Agence France-Presse

Plus de 85 000 condamnations mineures liées au cannabis, pour certaines vieilles de près de 60 ans, vont être automatiquement effacées des casiers judiciaires grâce à un «programme pilote» lancé en Californie, où l'usage et la vente de cannabis à titre récréatif ont été légalisés depuis 2018.  

Cette mesure «va être un soulagement bien mérité pour les populations de couleur qui ont souffert de manière disproportionnée des conséquences injustes des lois de notre nation» en la matière, a déclaré jeudi dans un communiqué Jackie Lacey, procureure du comté de Los Angeles où quelque 66 000 condamnations vont être effacées.  

Les experts estiment que la consommation et la vente de cannabis concernent dans les mêmes proportions toutes les origines ethniques et culturelles. Pourtant, une étude réalisée en 2016 montrait que les noirs américains, qui ne représentent que 6% de la population californienne, constituaient près de 25% des détenus emprisonnés exclusivement pour des infractions ou crimes liés au cannabis.  

Sur les quelque 53 000 personnes au total concernées par la mesure d'effacement dans le comté de Los Angeles, 32% sont noires, 45% latino-américaines et 20% blanches, relèvent les services de la procureure.  

Ces condamnations, dont certaines remontaient jusqu'à 1961, sont souvent un frein à l'emploi ou à la recherche d'un logement.  

La loi californienne qui avait légalisé l'usage et la vente du cannabis à titre récréatif prévoyait aussi la possibilité pour les personnes condamnées pour des délits cessant de facto d'exister (possession, vente ou cultures de petites quantités de cannabis, etc.) de demander à un juge de les effacer de leur casier judiciaire.  

Mais le processus devait être initié par les condamnés eux-mêmes, il était ardu et coûteux et seules 3% des personnes éligibles se sont par conséquent manifestées.  

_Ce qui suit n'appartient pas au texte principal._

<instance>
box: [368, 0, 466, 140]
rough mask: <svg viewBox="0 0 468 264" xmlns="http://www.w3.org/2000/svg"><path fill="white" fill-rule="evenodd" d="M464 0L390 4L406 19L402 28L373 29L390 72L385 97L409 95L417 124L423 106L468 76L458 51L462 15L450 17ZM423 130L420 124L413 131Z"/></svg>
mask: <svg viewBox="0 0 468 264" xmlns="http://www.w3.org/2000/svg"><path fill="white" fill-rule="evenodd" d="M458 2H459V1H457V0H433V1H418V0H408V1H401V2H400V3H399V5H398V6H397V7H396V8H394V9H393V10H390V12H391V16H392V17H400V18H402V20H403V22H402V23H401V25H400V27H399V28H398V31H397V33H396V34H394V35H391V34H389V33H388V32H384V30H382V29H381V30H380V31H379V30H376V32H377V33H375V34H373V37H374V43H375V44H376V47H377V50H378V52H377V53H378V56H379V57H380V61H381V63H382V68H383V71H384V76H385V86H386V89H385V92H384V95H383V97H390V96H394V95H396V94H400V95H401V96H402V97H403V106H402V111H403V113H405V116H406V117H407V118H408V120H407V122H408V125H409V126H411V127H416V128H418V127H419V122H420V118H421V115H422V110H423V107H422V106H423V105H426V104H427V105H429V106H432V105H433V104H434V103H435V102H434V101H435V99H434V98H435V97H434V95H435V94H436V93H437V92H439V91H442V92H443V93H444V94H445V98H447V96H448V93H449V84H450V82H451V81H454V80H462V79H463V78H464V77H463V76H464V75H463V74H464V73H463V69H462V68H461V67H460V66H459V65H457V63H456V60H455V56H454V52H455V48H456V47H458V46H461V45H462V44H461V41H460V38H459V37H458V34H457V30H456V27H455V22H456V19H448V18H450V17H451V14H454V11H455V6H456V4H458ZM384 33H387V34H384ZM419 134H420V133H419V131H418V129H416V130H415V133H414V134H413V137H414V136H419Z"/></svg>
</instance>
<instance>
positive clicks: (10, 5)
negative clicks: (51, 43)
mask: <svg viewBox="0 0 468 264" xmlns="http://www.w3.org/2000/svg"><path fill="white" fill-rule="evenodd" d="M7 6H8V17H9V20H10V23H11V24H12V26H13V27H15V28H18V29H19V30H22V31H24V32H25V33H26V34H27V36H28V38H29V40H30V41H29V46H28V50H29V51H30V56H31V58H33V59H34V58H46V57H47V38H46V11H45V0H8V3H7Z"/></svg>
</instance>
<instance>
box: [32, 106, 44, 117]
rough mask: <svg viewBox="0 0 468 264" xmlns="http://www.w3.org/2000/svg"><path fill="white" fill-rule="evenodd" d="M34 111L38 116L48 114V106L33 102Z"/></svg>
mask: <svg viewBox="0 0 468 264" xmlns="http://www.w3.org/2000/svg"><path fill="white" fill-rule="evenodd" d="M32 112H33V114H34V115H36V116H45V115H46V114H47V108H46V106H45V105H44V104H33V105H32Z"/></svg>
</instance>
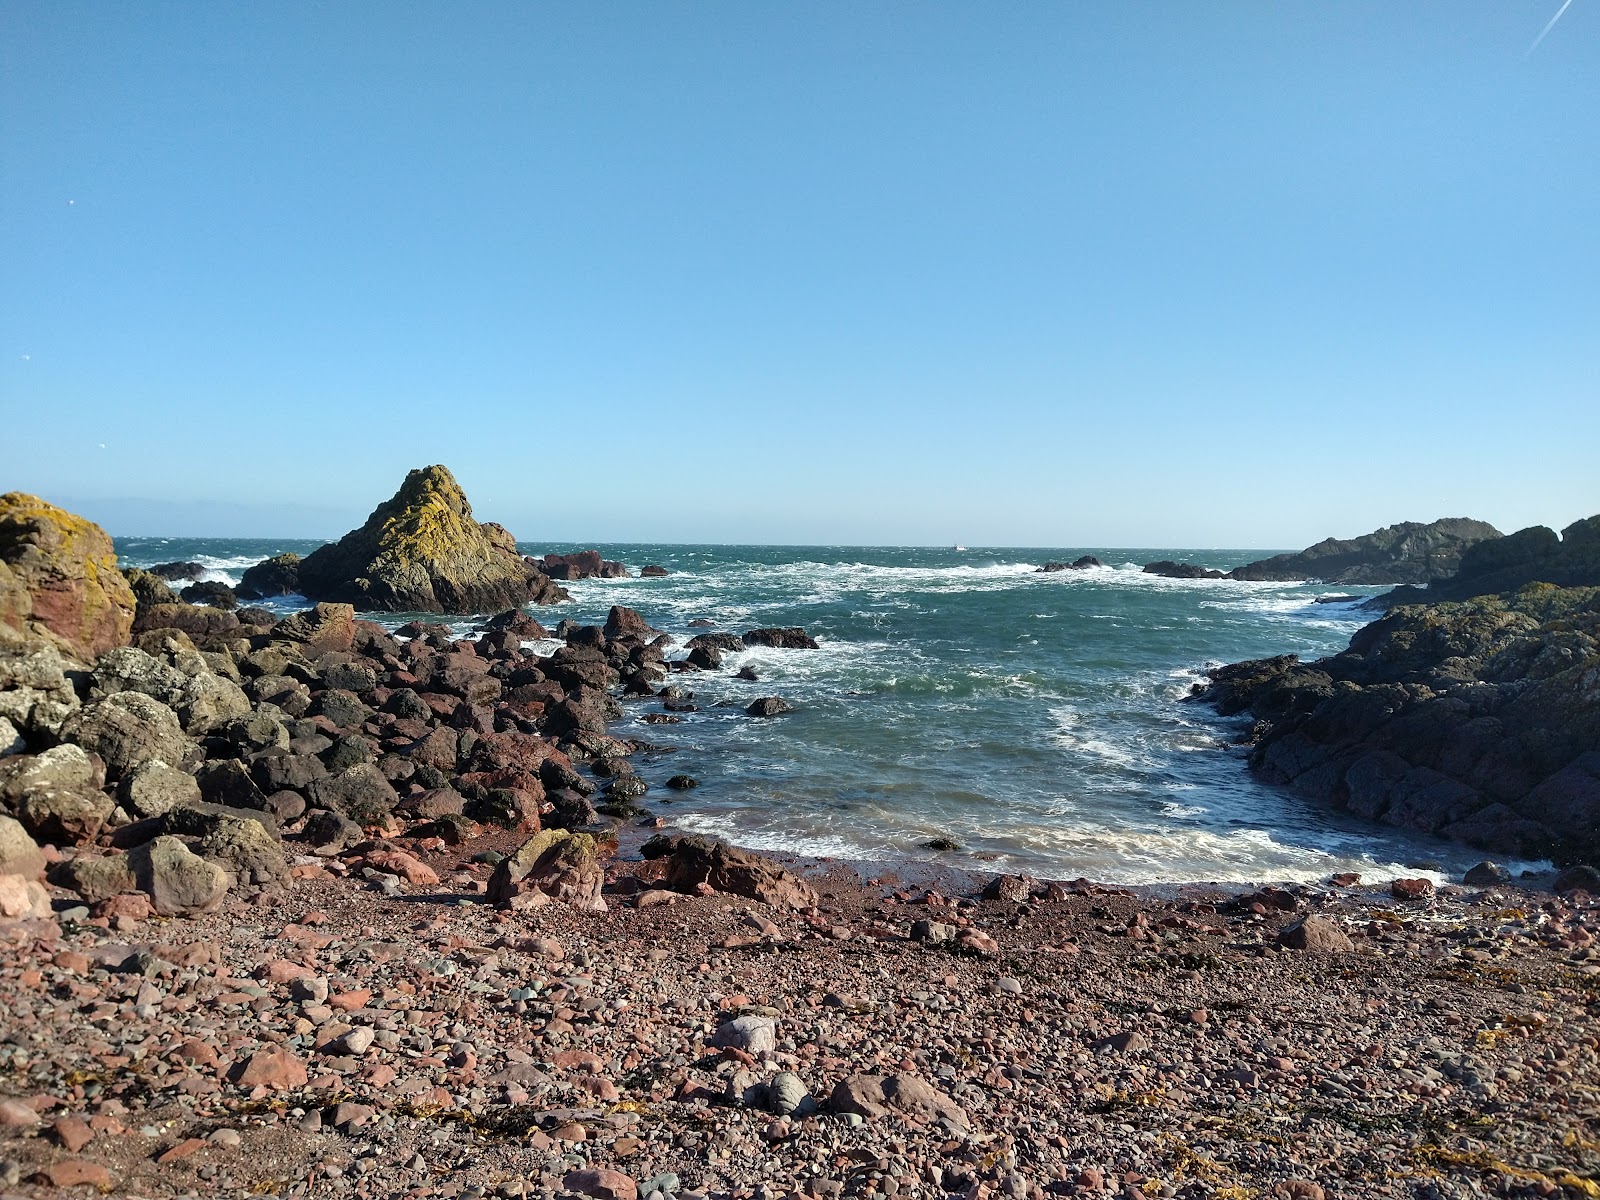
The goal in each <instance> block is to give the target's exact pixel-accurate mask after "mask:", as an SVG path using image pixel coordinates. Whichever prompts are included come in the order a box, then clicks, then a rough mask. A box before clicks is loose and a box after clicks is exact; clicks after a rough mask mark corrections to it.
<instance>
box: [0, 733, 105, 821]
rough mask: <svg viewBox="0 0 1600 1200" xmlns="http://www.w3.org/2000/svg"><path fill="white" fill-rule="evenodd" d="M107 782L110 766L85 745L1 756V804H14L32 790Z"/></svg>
mask: <svg viewBox="0 0 1600 1200" xmlns="http://www.w3.org/2000/svg"><path fill="white" fill-rule="evenodd" d="M104 782H106V766H104V765H102V763H101V762H98V760H96V758H94V757H93V755H90V752H88V750H85V749H83V747H82V746H72V744H66V746H53V747H50V749H48V750H45V752H43V754H19V755H14V757H10V758H3V760H0V806H14V805H18V803H21V800H22V798H24V797H26V795H29V794H32V792H48V790H56V792H59V790H66V789H74V787H85V789H90V790H96V789H99V787H101V786H104Z"/></svg>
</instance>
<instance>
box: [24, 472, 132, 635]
mask: <svg viewBox="0 0 1600 1200" xmlns="http://www.w3.org/2000/svg"><path fill="white" fill-rule="evenodd" d="M133 611H134V597H133V589H131V587H130V586H128V581H126V579H125V578H123V574H122V571H118V570H117V550H115V547H114V546H112V541H110V536H109V534H107V533H106V531H104V530H102V528H101V526H99V525H96V523H94V522H91V520H88V518H85V517H78V515H77V514H72V512H67V510H66V509H59V507H56V506H54V504H50V502H48V501H43V499H40V498H38V496H29V494H27V493H22V491H8V493H5V494H3V496H0V622H5V624H8V626H11V627H13V629H18V630H21V632H30V634H35V635H42V637H46V638H50V640H51V642H54V643H56V645H58V646H59V648H61V650H64V651H66V653H69V654H72V656H74V658H80V659H94V658H96V656H98V654H101V653H104V651H107V650H110V648H112V646H120V645H125V643H126V642H128V632H130V629H131V627H133Z"/></svg>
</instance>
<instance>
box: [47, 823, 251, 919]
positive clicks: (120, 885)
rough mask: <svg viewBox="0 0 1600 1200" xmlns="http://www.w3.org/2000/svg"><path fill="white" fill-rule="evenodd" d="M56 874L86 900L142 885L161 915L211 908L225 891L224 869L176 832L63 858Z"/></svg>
mask: <svg viewBox="0 0 1600 1200" xmlns="http://www.w3.org/2000/svg"><path fill="white" fill-rule="evenodd" d="M56 878H58V880H59V882H61V883H64V885H66V886H69V888H72V890H74V891H77V893H78V896H82V898H83V899H86V901H88V902H90V904H98V902H99V901H102V899H110V898H112V896H120V894H123V893H130V891H142V893H144V894H146V896H149V898H150V907H154V909H155V910H157V912H158V914H160V915H163V917H187V915H190V914H197V912H211V910H214V909H216V907H218V906H221V904H222V898H224V896H227V872H226V870H222V867H219V866H218V864H216V862H206V861H205V859H203V858H200V856H198V854H195V853H194V851H192V850H189V846H186V845H184V842H182V838H178V837H158V838H155V840H152V842H146V843H144V845H142V846H134V848H133V850H130V851H128V853H126V854H114V856H109V858H88V856H83V858H75V859H72V861H69V862H66V864H62V867H61V872H59V875H56Z"/></svg>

Une ONG baptisée Code for America, dont le but est d'aider les pouvoirs publics américains à entrer dans «l'ère numérique», a donc noué un partenariat avec plusieurs comtés californiens pour leur proposer un algorithme capable de repérer automatiquement les cas éligibles.  

«Cette technologie peut analyser l'éligibilité de milliers de condamnations en quelques secondes, ce qui dispense les équipes du procureur d'éplucher un par un les cas dans les archives criminelles», se félicitent les services de Mme Lacey.  

«C'est la nette démonstration qu'un effacement automatique sur une grande échelle est faisable et peut aider à réparer les injustices», lance Evonne Silva, responsable des questions judiciaires au sein de Code for America.